Kommentar von Benno Schirrmeister

Die „Bild“ hat den neuen Chef der Grünen Jugend Jakob Blasel als „Welpenfeind“ bezeichnet. Haustierhasser sind der neue Lieblingsfeind der Politik.

Schlechte Klimabilanz, aber meistens kein Arschloch: der Hund Foto: Nikita Teryoshin

W ozu braucht man Haustiere? Klammern wir mal diejenigen domestizierten Tiere aus, die, problematisch genug, eine klar erkennbare Funktion haben: Kühe, die Milch geben, braucht man, wenn man Milch und Milchprodukte haben will – ob das nun ethisch vertretbar ist oder nicht. In vielen landwirtschaftlichen Betrieben dämmen Katzen die Mäusepopulation ein. Bei Blinden-, Wach- und Assistenzhunden ist klar, wozu sie dienen sollen. Aber im Alltag oder in der Politik, wozu braucht man sie da?

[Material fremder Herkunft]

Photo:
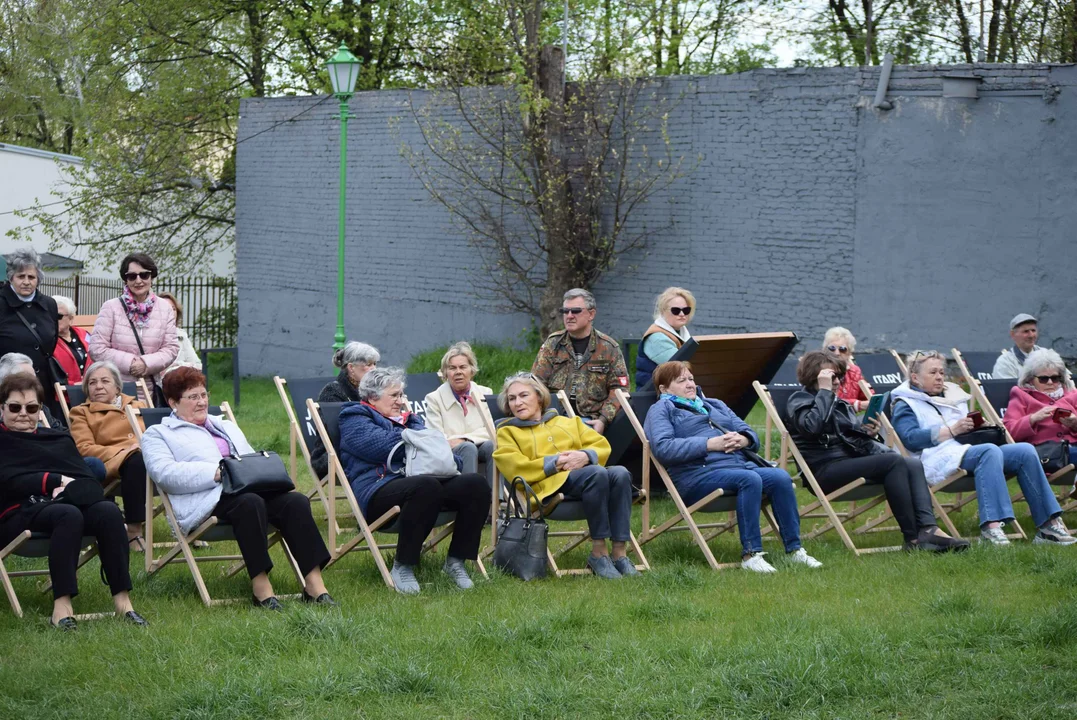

Okay, in der Politik ist das leicht zu beantworten: Tiere binden Emotionen, also zumindest diejenigen, die nur zum Kuscheln da sind, und weder in Produktions- noch Dienstleistungszusammenhänge hineingezwungen sind. Wer mit Ressentiments Politik betreiben will, oder genauer: wer Empörung, blinde Wut und Hass auf Einzelpersonen und Menschengruppen schüren will, der braucht – oder missbraucht – solche Tiere.

Er wird beispielsweise dem Zielobjekt seiner Menschenverachtung unterstellen, Hunde und Katzen zu essen, wie Donald Trump im TV-Duell den Schutzsuchenden aus Haiti. Oder er wird ihn als „Welpenfeind“ brandmarken.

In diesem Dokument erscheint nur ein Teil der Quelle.